The prehistoric megalodon is known as one of the most fearsome creatures the world has ever known, a horrifyingly giant shark immortalized in the monster movie The Meg.
However, after reanalyzing the fossil evidence, scientists yesterday said they now think the shark was significantly thinner than previously thought.
While the 2018 B-movie starring Jason Statham depicted a megalodon preying on modern-day humans, the shark actually went extinct about 3.6 million years ago.
Photo: Hugo SALAIS / Metazoa Studio / AFP
Previous research has suggested it could have been up to 20m long, but size estimates have varied widely because they were based on the only remaining fossils of the shark, which are teeth and vertebrae.
Moreover, scientists had assumed that the megalodon had a similar stocky body shape to its modern descendant, the great white shark.
However, a better model may be the thinner mako shark, an international team of researchers behind a study in the journal Palaeontologia Electronica said.
“Our team re-examined the fossil record, and discovered the megalodon was more slender” than had been thought, University of California, Riverside biologist Phillip Sternes said in a statement.
However, in bad news for Statham in the next Meg movie, the shark might have been even longer than previously believed.

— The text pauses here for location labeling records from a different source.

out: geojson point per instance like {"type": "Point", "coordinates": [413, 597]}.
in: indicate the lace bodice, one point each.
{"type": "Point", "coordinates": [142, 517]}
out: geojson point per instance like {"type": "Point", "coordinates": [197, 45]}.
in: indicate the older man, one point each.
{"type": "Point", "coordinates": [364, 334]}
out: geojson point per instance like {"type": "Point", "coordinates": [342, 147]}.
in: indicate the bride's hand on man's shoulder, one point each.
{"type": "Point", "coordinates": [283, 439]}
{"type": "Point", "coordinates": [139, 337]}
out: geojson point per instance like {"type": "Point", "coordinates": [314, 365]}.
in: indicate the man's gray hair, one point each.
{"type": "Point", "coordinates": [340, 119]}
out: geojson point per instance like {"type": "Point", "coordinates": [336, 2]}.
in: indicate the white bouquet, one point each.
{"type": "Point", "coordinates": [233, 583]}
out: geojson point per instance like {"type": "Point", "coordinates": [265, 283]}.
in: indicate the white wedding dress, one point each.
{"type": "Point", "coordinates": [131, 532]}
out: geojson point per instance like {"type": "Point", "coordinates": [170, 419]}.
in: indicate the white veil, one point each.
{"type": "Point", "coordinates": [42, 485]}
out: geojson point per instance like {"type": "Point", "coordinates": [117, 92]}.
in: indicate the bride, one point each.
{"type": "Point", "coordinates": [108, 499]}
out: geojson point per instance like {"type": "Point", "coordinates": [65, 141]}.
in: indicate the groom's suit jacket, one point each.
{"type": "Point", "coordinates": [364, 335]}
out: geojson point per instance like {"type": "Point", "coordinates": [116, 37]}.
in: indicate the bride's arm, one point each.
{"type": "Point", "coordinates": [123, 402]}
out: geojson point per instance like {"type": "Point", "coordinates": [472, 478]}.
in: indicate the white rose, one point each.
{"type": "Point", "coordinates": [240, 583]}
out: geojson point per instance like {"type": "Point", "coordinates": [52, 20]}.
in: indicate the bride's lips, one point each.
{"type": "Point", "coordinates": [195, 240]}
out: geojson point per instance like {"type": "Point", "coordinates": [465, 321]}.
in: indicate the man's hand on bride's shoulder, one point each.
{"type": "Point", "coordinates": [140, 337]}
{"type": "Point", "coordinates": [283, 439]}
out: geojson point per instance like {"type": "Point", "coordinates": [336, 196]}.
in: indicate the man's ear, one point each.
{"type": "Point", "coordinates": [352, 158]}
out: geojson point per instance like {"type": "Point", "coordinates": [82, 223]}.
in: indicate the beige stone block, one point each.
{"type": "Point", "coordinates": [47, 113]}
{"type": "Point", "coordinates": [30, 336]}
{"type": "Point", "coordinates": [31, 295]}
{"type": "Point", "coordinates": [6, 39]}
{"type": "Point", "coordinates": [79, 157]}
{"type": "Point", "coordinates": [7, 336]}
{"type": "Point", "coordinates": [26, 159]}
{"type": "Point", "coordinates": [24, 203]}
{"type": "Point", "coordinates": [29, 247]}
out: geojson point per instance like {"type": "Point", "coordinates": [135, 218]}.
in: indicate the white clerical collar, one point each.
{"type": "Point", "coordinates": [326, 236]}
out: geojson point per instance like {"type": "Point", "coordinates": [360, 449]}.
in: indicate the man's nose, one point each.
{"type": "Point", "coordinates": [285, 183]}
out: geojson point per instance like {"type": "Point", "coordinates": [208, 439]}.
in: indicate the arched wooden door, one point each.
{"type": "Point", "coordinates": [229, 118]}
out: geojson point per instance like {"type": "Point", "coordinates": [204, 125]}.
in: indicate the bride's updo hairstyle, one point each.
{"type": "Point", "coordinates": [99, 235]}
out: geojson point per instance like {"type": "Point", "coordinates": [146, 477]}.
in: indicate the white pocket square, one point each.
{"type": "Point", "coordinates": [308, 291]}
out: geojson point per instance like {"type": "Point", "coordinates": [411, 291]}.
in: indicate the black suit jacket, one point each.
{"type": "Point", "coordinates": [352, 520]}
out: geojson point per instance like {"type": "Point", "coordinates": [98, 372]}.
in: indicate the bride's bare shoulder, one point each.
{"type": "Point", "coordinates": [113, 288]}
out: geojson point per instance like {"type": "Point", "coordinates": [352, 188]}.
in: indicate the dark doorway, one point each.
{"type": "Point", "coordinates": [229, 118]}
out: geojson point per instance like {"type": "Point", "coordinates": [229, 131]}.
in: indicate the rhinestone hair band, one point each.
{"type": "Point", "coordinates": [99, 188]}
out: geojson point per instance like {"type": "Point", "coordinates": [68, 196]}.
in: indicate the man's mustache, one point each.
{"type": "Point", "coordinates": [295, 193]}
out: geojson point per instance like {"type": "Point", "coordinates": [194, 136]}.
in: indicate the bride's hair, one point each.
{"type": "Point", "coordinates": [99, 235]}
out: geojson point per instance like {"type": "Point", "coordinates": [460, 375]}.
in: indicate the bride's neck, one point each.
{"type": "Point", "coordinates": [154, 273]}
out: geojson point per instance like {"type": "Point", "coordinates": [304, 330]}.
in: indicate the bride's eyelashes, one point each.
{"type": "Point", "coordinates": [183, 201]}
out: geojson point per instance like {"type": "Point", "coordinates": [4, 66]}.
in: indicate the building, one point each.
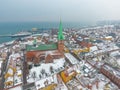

“It still would have been a formidable predator at the top of the ancient marine food chain, but it would have behaved differently based on this new understanding of its body,” Sternes said.

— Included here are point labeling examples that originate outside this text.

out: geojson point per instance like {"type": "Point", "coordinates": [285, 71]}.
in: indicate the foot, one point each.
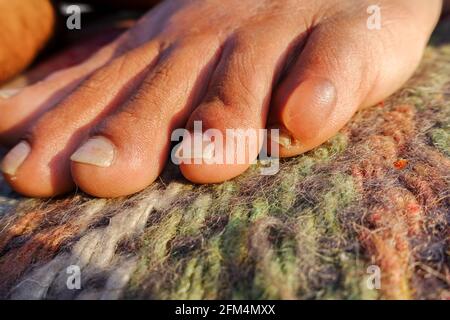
{"type": "Point", "coordinates": [304, 67]}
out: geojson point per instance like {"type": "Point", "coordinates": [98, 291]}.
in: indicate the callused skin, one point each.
{"type": "Point", "coordinates": [304, 67]}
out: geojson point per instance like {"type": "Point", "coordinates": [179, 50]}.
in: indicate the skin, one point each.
{"type": "Point", "coordinates": [304, 67]}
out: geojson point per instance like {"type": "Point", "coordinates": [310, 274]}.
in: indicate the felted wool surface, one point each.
{"type": "Point", "coordinates": [377, 194]}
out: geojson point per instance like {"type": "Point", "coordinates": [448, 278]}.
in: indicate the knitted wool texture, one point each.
{"type": "Point", "coordinates": [377, 194]}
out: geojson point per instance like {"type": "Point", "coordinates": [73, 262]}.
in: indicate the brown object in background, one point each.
{"type": "Point", "coordinates": [25, 27]}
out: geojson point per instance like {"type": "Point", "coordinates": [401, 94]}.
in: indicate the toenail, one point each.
{"type": "Point", "coordinates": [8, 93]}
{"type": "Point", "coordinates": [97, 151]}
{"type": "Point", "coordinates": [15, 157]}
{"type": "Point", "coordinates": [188, 151]}
{"type": "Point", "coordinates": [317, 92]}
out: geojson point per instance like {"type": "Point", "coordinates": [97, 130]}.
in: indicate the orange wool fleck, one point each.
{"type": "Point", "coordinates": [400, 164]}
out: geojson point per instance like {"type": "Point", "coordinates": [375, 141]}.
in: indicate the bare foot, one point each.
{"type": "Point", "coordinates": [302, 66]}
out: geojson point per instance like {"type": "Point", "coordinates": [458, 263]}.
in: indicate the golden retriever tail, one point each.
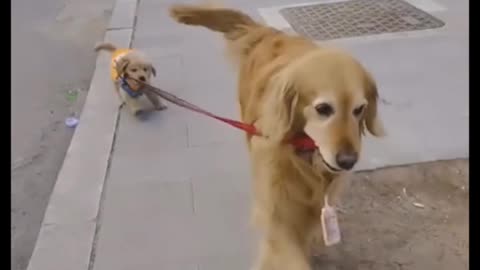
{"type": "Point", "coordinates": [234, 24]}
{"type": "Point", "coordinates": [106, 46]}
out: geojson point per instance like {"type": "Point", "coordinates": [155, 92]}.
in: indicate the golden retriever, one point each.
{"type": "Point", "coordinates": [134, 68]}
{"type": "Point", "coordinates": [289, 86]}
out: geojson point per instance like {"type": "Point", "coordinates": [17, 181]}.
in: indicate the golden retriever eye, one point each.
{"type": "Point", "coordinates": [324, 109]}
{"type": "Point", "coordinates": [358, 111]}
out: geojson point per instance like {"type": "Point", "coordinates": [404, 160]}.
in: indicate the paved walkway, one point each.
{"type": "Point", "coordinates": [177, 191]}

In better news for the hapless human victims in a possible future Meg movie, the megalodon “may not have been a powerful swimmer” compared with the great white shark, said study coauthor Kenshu Shimada, a paleobiologist at DePaul University in Chicago.
It might also have had to hunt less due to a longer digestive canal. This could also affect the mystery of the megalodon’s extinction. It was previously theorized that the shark died off because there was less prey around.
However, its updated body image could point toward a different culprit.
“I believe there were a combination of factors that led to the extinction, but one of them may have been the emergence of the great white shark, which was possibly more agile, making it an even better predator than the megalodon,” Sternes said.
Shimada said that knowing the Otodus megalodon’s true shape would require finding a more complete skeleton.
“The fact that we still don’t know exactly how O. megalodon looked keeps our imagination going,” he added.